Thank you for writing. This I think healing also is accepting that there is an unveiling of a new part of you… Because whatever it is that put you in the cocoon… For me it was grief because of my husbands suicide… At some point we gotta get out of the cocoon, but we’re not gonna be that same person ever again.
this really spoke to me, as I feel particularly touchy about the use of the word soft. I feel like i've started to internalise it - feeling guilty about not being soft enough, however I do see where it's important – it is important to be soft to ourselves – treat ourselves gently. Now I need to not be afraid of that original fire within me...
This is beautiful!
Thank you Tori!!
As a counselor I’ve often seen healing be initially painful because of the reinterpretation of memories and relationships with a new set of eyes. Knowing your worth and power means confronting your past in a new way. After that though, as you say, one becomes dangerous and strong. Love this Cody. Nice work.
Benjamin, I appreciate you putting this into words.
You’re right. Healing doesn't start with feeling better. It starts by seeing everything clearly for the first time, and that will tear you apart before it ever builds you back up.
It’s a full identity shift when you realize you were never the problem.
And like you said, once you make it through that fire, you are not the same. You are sharper. Stronger. Harder to break.
Thank you for being someone who actually understands what that process really looks like.
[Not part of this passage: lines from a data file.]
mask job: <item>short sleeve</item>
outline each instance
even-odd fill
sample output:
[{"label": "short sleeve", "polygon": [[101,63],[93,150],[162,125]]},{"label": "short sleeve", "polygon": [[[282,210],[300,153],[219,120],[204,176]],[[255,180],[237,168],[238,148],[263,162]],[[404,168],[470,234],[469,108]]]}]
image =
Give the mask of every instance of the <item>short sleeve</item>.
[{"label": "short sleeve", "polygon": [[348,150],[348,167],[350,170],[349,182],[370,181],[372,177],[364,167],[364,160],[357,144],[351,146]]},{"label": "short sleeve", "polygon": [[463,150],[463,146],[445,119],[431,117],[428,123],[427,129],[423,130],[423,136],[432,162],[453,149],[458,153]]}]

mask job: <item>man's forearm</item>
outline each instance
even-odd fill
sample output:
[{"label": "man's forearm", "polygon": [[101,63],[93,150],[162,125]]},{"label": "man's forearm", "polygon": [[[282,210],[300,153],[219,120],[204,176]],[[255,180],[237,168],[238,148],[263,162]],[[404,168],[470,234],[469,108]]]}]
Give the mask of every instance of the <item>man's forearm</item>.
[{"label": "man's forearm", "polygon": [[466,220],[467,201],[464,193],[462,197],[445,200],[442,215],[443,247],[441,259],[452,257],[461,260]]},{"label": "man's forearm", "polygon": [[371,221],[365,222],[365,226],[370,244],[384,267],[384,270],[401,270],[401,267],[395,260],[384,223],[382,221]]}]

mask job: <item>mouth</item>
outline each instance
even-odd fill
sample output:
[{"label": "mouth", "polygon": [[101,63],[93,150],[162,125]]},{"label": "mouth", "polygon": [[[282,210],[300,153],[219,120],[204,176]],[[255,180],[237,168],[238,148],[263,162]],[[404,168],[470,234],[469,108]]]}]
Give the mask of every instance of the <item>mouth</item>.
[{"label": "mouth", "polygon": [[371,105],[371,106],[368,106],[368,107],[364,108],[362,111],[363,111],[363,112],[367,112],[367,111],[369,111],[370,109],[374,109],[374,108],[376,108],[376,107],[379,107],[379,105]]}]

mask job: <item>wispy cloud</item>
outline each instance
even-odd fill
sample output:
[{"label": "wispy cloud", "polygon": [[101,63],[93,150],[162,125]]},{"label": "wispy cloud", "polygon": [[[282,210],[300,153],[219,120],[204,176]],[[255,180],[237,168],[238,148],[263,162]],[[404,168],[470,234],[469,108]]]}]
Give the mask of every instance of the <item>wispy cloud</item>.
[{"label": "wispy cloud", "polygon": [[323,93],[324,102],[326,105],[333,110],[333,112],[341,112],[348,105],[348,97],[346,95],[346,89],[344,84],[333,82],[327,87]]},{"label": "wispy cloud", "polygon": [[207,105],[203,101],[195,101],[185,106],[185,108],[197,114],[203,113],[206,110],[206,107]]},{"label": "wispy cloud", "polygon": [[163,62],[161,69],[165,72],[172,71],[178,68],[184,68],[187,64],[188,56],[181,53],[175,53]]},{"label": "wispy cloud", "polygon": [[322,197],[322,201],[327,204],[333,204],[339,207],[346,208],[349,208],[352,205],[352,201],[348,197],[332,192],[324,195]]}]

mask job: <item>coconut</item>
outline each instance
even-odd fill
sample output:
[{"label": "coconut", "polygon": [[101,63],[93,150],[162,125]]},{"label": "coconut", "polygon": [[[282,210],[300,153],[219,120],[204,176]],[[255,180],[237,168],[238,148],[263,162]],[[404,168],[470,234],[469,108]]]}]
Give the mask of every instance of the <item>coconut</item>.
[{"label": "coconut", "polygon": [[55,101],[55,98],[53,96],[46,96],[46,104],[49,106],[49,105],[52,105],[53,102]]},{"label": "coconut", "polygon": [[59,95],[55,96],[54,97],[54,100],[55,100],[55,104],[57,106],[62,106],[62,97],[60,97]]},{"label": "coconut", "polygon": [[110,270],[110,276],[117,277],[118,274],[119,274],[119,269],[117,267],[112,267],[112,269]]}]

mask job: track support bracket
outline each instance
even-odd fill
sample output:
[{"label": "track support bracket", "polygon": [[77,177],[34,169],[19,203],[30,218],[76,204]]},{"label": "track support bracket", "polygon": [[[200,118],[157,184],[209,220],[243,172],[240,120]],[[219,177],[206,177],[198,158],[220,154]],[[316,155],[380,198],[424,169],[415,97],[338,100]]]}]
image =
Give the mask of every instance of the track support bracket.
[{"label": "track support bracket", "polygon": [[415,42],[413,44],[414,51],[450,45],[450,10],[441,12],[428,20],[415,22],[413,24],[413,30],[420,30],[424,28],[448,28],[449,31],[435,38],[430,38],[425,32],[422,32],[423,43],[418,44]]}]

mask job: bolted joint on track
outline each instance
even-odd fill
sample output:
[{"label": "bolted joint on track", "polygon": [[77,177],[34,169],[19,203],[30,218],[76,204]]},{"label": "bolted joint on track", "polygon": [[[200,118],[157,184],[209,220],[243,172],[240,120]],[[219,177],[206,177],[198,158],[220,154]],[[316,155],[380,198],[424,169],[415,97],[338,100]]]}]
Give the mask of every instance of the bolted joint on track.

Exactly! This is what physical therapy and mental health therapy have in common. There’s pain in the process but eventually leads to strength.
This is a great reminder.
Now I really get certain health care system interactions in recent months. The dangerous part. Because I'm meticulous. I ask questions. I do my research. And so when I'm met with BS, I don't like that and make it known. Generally as respectfully as possible, but with clarity. No BS. And those cultures and staff who somehow aren't on the up-and-up really don't like that.
So they throw it back on me. I'm being "disrespectful." They criticize me. I don't think they get much pushback, so they tend to freak out and get mean.
But now I know what's up. So I'm prepared.
With tears falling down my face thank you for this Cody your writing brought me closer to my power today.